04 septiembre 2015

Los tres mártires



Los cuentos de Flannery O´Connor siempre me dejan perplejo,  y en concreto el más famoso, quizá, de todos ellos, Un hombre bueno es difícil de encontrar. La exégesis que asegura que la abuela, a punto de ser asesinada, está suplicando a su asesino por sí mismo, y no por ella, me resulta forzada. Tan inverosímil como la anécdota que cuenta Fabrice Hadjadj y que me recordó inevitablemente al crudelísimo cuento de la de Georgia:


Torturados los tres (mártires), el primero de ellos dio un grito, el segundo permaneció impasible y el tercero berreó hasta dejar sordos a los demás. El mismo día por la tarde, el verdugo torturador los visita en la celda. Le dice al primero: "Has gritado; ¿es que no te ha ayudado tu Dios? --Me ha ayudado" --respondió-- "para que sea un hombre de verdad. Si no me hubiera dolido, yo no hubiera gritado que me estabas haciendo daño, habría negado la ley de la sensibilidad que me dio mi creador y tú habrías podido creer que tus golpes no eran tan dolorosos. ¿Dónde habría estado el límite? ¿Con qué inconsciente brutalidad no habrías golpeado a los que viniesen tras de mí?"

El torturador se quedó un poco turbado. Se acercó al segundo: "Tú has permanecido impasible, todo lo contrario que tu compañero. ¿Qué tienes que decir?

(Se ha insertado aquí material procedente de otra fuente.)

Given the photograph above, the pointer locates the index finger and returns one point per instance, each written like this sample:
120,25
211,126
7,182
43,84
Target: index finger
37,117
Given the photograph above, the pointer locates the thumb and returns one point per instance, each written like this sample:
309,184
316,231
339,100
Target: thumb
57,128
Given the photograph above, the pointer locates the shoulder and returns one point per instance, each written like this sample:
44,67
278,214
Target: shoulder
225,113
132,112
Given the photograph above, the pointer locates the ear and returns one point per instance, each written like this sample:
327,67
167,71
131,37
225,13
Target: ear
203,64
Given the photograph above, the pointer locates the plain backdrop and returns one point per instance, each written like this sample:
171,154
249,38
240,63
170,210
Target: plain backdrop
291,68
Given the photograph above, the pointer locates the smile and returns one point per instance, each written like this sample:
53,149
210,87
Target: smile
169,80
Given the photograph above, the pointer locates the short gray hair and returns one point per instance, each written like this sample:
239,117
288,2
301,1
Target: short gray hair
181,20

--No soy yo quien permaneció impasible", respondió el segundo, "Cristo me concedió esa gracia. Te juro que yo soy un quejica. Anteayer estuve llorando porque tenía hemorroides. Era yo el que sufría. Hoy, Cristo vino a sufrir en mí. Nada es imposible para Dios".

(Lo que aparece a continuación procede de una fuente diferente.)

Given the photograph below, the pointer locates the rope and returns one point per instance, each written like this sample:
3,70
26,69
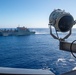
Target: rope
71,48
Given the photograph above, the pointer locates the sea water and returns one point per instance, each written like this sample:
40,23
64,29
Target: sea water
36,52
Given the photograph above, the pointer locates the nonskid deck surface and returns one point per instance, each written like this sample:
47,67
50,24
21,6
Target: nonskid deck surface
19,71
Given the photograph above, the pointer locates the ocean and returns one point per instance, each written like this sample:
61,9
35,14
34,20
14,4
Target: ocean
36,52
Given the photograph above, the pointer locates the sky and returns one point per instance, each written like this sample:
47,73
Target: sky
32,13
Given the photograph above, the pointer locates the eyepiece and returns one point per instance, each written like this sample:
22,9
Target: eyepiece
65,23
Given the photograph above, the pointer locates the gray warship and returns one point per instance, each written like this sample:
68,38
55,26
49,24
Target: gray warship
19,31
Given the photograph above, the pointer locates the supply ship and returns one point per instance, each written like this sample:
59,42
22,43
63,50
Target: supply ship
19,31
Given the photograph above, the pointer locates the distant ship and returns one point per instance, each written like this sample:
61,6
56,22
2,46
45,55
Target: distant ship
19,31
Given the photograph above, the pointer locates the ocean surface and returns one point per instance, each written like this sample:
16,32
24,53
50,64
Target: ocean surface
36,52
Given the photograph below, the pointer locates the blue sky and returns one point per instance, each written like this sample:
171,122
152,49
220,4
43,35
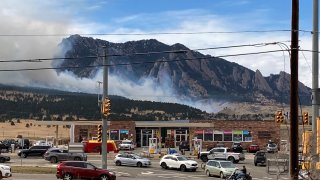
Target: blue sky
146,16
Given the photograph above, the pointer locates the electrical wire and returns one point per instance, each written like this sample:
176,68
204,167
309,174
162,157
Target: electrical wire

El torturador estaba cada vez más molesto. Por él, los habría llevado de nuevo al potro, pero sabía que ya habían recibido una buena dosis: había que dejarlos que repusieran fuerzas, que volvieran a generar una superficie sensible para darles con fuerza unas vueltas de torno. Pensó, pues, reconfortarse con el tercero:

"Tú, pobrecito, no has salido tan bien parado como tus compadres. ¡Te has desgañitado como un cerdo al que sacrifican! ¡Todavía me silban los oídos! De vez en cuando gemías como una mujerzuela: "¡Ten piedad!" Y después me llamabas hermano para que yo aflojara el brazo: "¡Hermano mío, ten piedad! ¡Te lo ruego, ten piedad!""

Y el verdugo estallaba en una risa forzada.

"Hermano mío", respondió el tercero, "porque verdaderamente eres mi hermano: si he gritado, ha sido menos por mi carne que desgarrabas que por tu alma que yo te veía destruir. Yo lanzaba los gritos de tu propia conciencia. Me hacía eco de tu propio corazón: un cerdo al que sacrifican, como tú mismo dices, pero al que no quieres oír. Vuelvo a rogarte ahora por ese Dios al que desconoces, ¡ten piedad de ti!"

(En Tenga usted éxito en su muerte)


Hay que haber llegado a un grado más que eminente de santidad para eso, no cabe duda. Pero, bien pensado, el que da la gracia para no quejarse puede conceder la de tener los mismos sentimientos que Él tenía en la cruz.